Para ella, los soldados tienen que seguir contando sus historias, pero hacía falta una mirada desde el género femenino. “Las personas que la ven, la verdad es que empatizan un montón y eso está bueno”. Fue un año de rodaje y se editó rápido, intentando que las madres que participaron la pudieran ver. Además, la película se transformó en obra teatral.
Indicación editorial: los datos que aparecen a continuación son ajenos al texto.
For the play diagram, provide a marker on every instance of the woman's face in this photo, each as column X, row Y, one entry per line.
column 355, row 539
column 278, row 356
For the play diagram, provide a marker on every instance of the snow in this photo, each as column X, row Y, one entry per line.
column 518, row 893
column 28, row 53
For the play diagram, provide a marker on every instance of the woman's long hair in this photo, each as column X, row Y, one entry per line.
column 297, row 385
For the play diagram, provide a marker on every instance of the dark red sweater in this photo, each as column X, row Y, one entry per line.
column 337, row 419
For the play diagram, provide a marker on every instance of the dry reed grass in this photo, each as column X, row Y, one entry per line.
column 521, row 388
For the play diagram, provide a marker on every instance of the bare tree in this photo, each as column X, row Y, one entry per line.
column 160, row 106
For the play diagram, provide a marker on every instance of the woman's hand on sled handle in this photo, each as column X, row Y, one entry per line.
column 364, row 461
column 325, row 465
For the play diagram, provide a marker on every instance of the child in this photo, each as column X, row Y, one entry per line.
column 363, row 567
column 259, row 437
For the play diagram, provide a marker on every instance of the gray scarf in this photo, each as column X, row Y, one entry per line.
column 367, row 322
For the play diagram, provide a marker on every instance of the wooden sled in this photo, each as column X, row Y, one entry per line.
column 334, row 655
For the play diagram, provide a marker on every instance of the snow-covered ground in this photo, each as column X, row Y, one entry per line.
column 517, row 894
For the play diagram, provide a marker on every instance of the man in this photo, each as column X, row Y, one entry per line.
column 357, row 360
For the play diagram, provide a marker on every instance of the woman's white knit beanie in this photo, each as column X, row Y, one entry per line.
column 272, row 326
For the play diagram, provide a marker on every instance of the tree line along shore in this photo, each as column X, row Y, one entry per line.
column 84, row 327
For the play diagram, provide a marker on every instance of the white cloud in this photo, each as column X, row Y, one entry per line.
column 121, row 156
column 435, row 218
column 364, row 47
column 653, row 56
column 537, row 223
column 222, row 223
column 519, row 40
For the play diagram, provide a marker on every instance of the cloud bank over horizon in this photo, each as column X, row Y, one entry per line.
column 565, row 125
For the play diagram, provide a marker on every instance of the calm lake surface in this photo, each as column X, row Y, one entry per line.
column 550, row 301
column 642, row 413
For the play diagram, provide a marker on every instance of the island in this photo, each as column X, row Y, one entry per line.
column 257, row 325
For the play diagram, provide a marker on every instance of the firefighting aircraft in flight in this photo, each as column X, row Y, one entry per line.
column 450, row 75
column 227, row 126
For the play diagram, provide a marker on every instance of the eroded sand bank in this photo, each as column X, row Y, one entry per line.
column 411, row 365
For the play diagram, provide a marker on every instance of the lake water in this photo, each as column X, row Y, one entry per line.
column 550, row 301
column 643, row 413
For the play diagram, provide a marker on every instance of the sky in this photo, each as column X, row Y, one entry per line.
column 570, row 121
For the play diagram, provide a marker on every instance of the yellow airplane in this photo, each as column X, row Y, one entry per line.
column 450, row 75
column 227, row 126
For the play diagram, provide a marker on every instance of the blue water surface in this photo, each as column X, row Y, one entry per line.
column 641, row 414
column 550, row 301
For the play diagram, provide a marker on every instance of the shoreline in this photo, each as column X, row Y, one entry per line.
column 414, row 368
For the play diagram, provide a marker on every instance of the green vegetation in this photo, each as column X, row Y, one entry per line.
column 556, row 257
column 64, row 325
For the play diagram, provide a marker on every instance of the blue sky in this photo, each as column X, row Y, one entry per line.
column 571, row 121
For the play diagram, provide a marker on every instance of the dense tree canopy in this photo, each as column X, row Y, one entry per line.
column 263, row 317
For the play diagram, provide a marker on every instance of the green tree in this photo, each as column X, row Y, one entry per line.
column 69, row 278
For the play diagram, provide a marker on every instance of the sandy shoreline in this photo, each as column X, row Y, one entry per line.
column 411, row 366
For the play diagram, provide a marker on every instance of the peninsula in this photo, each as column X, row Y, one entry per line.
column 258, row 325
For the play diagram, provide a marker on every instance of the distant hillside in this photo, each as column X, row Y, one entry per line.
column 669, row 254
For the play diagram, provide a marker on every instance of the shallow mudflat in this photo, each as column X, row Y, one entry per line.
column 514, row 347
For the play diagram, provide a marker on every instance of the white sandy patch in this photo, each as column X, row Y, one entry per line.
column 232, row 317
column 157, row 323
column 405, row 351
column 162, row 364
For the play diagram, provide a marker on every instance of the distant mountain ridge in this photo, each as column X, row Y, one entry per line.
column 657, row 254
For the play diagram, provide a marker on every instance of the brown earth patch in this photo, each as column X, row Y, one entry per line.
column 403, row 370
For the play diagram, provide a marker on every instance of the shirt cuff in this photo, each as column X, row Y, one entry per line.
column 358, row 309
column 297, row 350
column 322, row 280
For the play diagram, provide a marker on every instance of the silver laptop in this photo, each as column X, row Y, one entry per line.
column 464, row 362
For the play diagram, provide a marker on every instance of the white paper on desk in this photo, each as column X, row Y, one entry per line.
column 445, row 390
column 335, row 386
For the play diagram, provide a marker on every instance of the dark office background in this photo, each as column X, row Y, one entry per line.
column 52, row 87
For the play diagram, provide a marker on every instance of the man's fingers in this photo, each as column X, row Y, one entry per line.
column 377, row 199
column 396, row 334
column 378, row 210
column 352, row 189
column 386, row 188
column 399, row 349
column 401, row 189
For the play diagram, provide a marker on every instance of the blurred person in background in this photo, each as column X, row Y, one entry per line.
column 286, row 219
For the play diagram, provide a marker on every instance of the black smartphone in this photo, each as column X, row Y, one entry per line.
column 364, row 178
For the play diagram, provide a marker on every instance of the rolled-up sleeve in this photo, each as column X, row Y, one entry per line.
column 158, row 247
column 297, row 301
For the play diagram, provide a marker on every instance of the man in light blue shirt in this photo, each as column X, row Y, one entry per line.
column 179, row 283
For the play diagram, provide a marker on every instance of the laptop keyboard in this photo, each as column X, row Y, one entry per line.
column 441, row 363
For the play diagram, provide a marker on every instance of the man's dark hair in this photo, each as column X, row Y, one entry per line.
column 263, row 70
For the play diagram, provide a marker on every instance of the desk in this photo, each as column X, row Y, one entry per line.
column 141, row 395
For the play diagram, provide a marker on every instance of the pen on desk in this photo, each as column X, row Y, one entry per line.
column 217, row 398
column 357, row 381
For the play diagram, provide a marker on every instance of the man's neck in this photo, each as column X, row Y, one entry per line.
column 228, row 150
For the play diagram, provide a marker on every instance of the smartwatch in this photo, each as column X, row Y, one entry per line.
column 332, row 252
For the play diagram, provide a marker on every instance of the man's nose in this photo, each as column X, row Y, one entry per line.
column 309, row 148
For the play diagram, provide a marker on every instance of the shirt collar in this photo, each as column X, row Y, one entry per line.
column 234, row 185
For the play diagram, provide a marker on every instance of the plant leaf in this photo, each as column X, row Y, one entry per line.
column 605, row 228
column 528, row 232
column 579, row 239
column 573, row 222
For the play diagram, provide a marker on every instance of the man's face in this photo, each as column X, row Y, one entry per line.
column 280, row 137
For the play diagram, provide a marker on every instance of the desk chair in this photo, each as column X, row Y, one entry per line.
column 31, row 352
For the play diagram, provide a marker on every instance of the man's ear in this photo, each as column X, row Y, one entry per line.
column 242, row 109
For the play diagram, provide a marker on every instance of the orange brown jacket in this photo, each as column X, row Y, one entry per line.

La dramaturga María Victoria Menis vio la película en un festival y se puso en contacto con Chaves para hacer algo juntas. “Yo tuve la particularidad de que, antes de hacer la película, hice una instalación performática en el Museo de la Ciudad de Rosario. Después hice una charla en el Monumento a la Bandera mientras rodaba la película. Y después llegó esta idea de hacer una obra teatral. Yo la verdad es que nunca dirigí una obra teatral. Entonces, cuando Victoria me contactó y me dijo que la podríamos llevar al teatro, estuvimos ahí medio año en charlas y preparación y la adaptamos juntas; la dirige ella. Está bueno bajar esta historia a varios lenguajes”. La obra, del mismo nombre, se puede ver, actuada por María Espinosa, Noemí Frenkel, Elvira Onetto e Isabel Quinteros, los domingos a las 17 en el teatro El Excéntrico de la 18, en el barrio de Almagro.

“Está claro que me gusta cómo, a partir de una idea, mientras la historia te lo permita, se pueda contar en todos los lenguajes posibles. Las películas también pueden tener otras materialidades, como las que vamos a exponer el fin de semana, en las que uno no solo muestra sino también indaga, aprende y profundiza el proceso creativo. No hay que cerrarse, yo nunca lo hago. Porque llegás a más gente, a distintos públicos. Abrís puertas o te inventás nuevos caminos, si se quiere. Más en estos tiempos, donde está tan complicado y no solo no hay oportunidades sino que se desalienta indagar en el pasado. No es una película taquillera que va a llenar salas. Pero es algo importante que había que sacar a la luz. No podemos ser inmunes al dolor ajeno, y eso es lo que queremos mostrar con esta historia, en todos sus formatos”, admite Chaves.
La cineasta espera que el material sirva para el futuro. “Es un film con testimonios duros, verdaderos, sinceros y que nos pueden servir para reflexionar. A veces se banalizan hechos históricos, pero no se mide la dimensión humana. Esta fue una guerra que dejó su marca y esta, la de las madres, es quizá una de las más fuertes. Nos gustaría que siga el recorrido, por salas, o que incluso se pueda utilizar como material didáctico. Pero veremos qué se puede hacer. Lo importante es que había que hablar sobre las huellas que dejó la guerra en el ámbito familiar y social”, admite Jimena Chaves.
Matria
Un documental de Jimena Chaves; una mirada íntima sobre madres argentinas cuyos hijos murieron en la Guerra de Malvinas. Estrena el viernes 29 a las 20.30 en el Cine Gaumont, Rivadavia 1635.